Real Estate Caution:
Australian REITs (AREITs) had a mixed decade, affected by interest rate swings and changing commercial property demand. Still, they provided a diversification benefit within broader portfolios.
Takeaway: Equity markets reward patience, even through volatility. Diversification across asset classes is your best defense.
30-Year Lookback: The Long Game Wins
Zooming out, the 30-year data paints a clearer picture: equities are the long-term champions.
Despite major downturns like:
The Asian Financial Crisis (1997)
The Dotcom Crash (2000)
The Global Financial Crisis (2008)
COVID-19 (2020 onwards)
The clear leaders in wealth accumulation:
S&P/ASX 300 Accumulation Index
S&P 500 Total Return Index (AUD)
These indices outperformed all others by a wide margin, reinforcing the power of compounding returns and staying invested through market cycles.
Bond and cash equivalents offered safety, but with limited growth.
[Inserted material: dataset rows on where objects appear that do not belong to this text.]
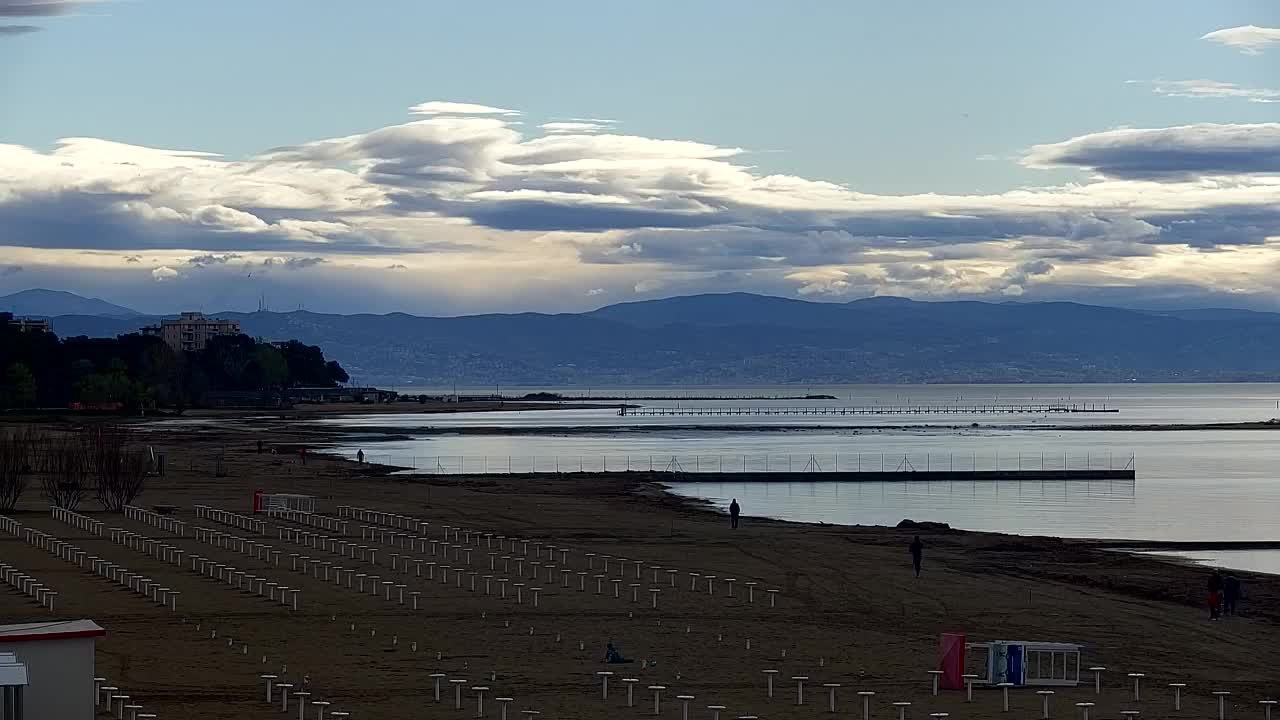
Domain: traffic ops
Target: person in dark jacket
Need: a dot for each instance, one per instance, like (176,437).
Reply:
(1230,593)
(917,555)
(1215,595)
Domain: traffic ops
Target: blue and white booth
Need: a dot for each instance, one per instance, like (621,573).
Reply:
(1020,662)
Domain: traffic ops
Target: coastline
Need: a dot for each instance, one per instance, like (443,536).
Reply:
(846,595)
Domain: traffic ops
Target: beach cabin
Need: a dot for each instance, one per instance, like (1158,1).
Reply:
(46,670)
(1022,662)
(272,502)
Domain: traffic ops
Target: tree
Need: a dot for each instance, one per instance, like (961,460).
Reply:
(63,466)
(307,367)
(268,367)
(119,472)
(21,386)
(14,465)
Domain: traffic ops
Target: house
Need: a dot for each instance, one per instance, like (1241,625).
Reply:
(56,668)
(191,331)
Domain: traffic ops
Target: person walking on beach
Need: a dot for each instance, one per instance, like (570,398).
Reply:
(1215,595)
(1230,593)
(917,555)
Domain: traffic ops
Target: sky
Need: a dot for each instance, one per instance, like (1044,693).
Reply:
(452,158)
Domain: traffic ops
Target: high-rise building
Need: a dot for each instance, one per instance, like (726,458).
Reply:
(191,331)
(27,324)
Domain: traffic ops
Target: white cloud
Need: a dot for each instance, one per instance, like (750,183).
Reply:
(1176,153)
(442,108)
(1212,89)
(575,127)
(37,8)
(471,201)
(1246,39)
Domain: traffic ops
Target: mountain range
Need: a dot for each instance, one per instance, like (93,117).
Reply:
(739,338)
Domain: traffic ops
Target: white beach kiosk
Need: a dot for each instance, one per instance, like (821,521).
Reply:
(1022,662)
(46,670)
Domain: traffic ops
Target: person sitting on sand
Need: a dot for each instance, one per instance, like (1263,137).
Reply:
(917,554)
(1230,593)
(612,656)
(1215,595)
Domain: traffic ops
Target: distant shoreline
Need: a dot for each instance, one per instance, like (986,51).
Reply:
(400,432)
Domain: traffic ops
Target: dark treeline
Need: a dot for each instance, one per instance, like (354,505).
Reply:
(39,369)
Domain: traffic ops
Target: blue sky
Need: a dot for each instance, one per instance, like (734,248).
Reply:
(888,99)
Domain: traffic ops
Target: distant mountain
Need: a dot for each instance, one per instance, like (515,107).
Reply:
(51,302)
(752,338)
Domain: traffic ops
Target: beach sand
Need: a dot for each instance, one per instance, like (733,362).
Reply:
(849,609)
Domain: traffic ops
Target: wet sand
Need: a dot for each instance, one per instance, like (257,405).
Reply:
(848,610)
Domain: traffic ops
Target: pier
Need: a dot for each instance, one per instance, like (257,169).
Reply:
(1022,409)
(807,468)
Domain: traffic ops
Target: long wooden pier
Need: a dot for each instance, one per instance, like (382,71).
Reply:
(1015,409)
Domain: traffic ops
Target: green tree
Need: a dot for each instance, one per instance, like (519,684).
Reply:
(21,386)
(269,368)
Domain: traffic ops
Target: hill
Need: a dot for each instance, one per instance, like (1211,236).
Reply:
(750,338)
(53,302)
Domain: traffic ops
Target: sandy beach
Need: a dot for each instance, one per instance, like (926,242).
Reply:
(848,607)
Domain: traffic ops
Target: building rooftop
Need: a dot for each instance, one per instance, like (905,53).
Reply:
(54,630)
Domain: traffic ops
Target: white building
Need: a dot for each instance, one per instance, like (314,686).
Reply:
(58,659)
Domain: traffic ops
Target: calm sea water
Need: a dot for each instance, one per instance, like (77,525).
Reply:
(1192,484)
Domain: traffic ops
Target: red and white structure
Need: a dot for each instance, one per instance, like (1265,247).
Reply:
(53,665)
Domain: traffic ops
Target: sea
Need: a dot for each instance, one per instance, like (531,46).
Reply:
(1194,486)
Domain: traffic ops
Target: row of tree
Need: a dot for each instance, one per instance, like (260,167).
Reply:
(68,466)
(39,369)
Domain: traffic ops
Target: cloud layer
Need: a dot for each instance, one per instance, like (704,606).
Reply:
(1246,39)
(37,8)
(464,205)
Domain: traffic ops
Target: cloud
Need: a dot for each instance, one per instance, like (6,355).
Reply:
(575,127)
(1176,153)
(488,213)
(292,263)
(1211,89)
(1246,39)
(210,259)
(37,8)
(442,108)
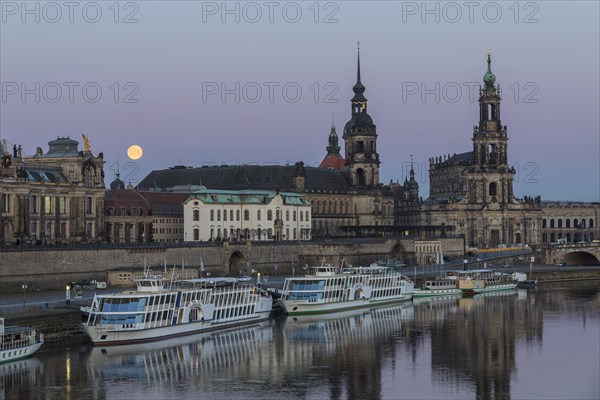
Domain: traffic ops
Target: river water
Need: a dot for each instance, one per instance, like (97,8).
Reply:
(541,343)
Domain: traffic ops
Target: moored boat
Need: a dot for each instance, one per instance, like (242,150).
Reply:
(438,287)
(477,281)
(18,342)
(160,309)
(328,289)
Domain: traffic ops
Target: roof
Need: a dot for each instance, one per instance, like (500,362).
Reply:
(240,177)
(61,147)
(165,203)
They played their role — preserving capital and smoothing out volatility.
Takeaway: Time in the market beats timing the market. Equities build wealth over the long haul, even when headlines scream uncertainty.
Final Thoughts
Mercer’s March 2025 report serves as a timely reminder: while markets can be shaken by political, economic, and global health crises, the disciplined investor is often rewarded in the end.
Whether you're new to investing or managing portfolios for clients, this data reinforces some timeless principles:
Stay diversified
Think long term
Don't panic during downturns
As always, past performance isn't a guarantee of future results — but it is a valuable teacher.